In times of economic uncertainty, it’s easy for business owners and executives to focus solely on business performance. But employers shouldn’t forget that a slow economy has just as much of an impact on their workforce as it does on their business. Even a slight dip can cause strain and emotional distress that can lead otherwise stable people to react unpredictably or irrationally to bad news and even become violent.
It is for this reason that employers need to be extra-sensitive in handling certain employment decisions (like announcing layoffs, wage reductions or making changes to health care coverage) during an economic downturn. Although no business owner or manager wants to believe their employees might be capable of violence, it’s an unfortunate reality in many workplaces. According to the U.S. Department of Labor, nearly 2 million workers report having been the victims of workplace violence every year.
So what can employers do to minimize the likelihood of workplace violence at their places of business?
Many incidents of workplace violence occur when employees feel that they are trapped with no way out of their circumstances. Common stressors, such as family problems, financial difficulties and illness, usually tend to stack themselves one on top of another until the employee collapses under the strain of keeping things together. It’s at this point, when the feeling of frustration or helplessness is so overwhelming, that workers may lash out at coworkers or even customers.
Often, the key to preventing incidents is to intervene before tensions escalate. One such program that is highly valuable in this context is an Employee Assistance Program. EAPs are employer-sponsored programs that provide support, usually online or over the phone, to employees coping with personal or family issues. This support usually includes counseling services, legal advice, crisis intervention and help finding other community resources. These services are completely private, which allows employees to get help, even if they are not willing to discuss their circumstances with their employer.
It’s not uncommon during workplace investigations for other coworkers or managers to say they sensed something was off about the perpetrator. Many times these thoughts are rationalized away, or employees may feel it’s not their place to say something. Alternatively, employees might not know whom to go to with their concerns, or think that management won’t take them seriously.
Employers should include a policy that addresses workplace violence, including prohibited behaviors, guidelines for reporting incidents and an explanation of how the policy is enforced, within their employee handbooks.
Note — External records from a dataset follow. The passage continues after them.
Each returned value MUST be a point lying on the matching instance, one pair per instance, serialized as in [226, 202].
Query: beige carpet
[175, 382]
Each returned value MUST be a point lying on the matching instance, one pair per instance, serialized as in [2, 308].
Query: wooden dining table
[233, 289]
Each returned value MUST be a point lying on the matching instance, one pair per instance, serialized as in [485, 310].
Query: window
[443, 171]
Any and all complaints of harassment, threats or other violent or inappropriate behavior should always be taken very seriously and handled with care by the appropriate member of the business’ HR or management team.
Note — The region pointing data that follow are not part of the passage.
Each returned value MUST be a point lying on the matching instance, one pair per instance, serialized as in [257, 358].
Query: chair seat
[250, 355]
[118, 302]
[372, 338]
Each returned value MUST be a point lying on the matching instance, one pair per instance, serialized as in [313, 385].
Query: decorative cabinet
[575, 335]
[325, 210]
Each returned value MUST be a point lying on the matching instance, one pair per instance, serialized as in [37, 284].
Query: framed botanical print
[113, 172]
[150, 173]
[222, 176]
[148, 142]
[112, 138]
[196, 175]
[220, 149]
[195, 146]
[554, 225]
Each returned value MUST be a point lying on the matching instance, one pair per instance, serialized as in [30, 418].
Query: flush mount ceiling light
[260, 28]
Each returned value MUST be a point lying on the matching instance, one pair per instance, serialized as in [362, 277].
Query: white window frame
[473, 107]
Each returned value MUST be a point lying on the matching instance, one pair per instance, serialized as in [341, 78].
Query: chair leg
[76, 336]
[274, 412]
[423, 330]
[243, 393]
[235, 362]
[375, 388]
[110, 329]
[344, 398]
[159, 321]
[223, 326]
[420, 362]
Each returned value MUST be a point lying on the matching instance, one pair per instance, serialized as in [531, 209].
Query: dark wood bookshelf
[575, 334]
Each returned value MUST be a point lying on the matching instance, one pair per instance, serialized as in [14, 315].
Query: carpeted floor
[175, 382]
Nobody wants to be the bearer of bad news, but employers should avoid outright lying to employees at all costs, especially when it comes to things like layoffs, cuts in compensation or the like. While there are certainly good reasons not to share every detail with the entire company, employers should endeavor to share what they can, when they can, without sugarcoating things. This not only makes employees feel respected and valued, but can also help bring employees together. In fact, employees who feel like they are “in the loop” often step up in the spirit of partnership with management to do what’s necessary to weather a rough patch.
One of the most uncomfortable aspects of being an employer is having to terminate an employee. When conducting a termination meeting, there are a few best practices employers can implement to help ensure everyone is safe. Having the meeting in a private area with two exits and with two managers present, for instance, helps defuse potentially violent behavior and gives those involved a way out if necessary. Employers should also instruct management to be kind and respectful to the employee throughout the termination process.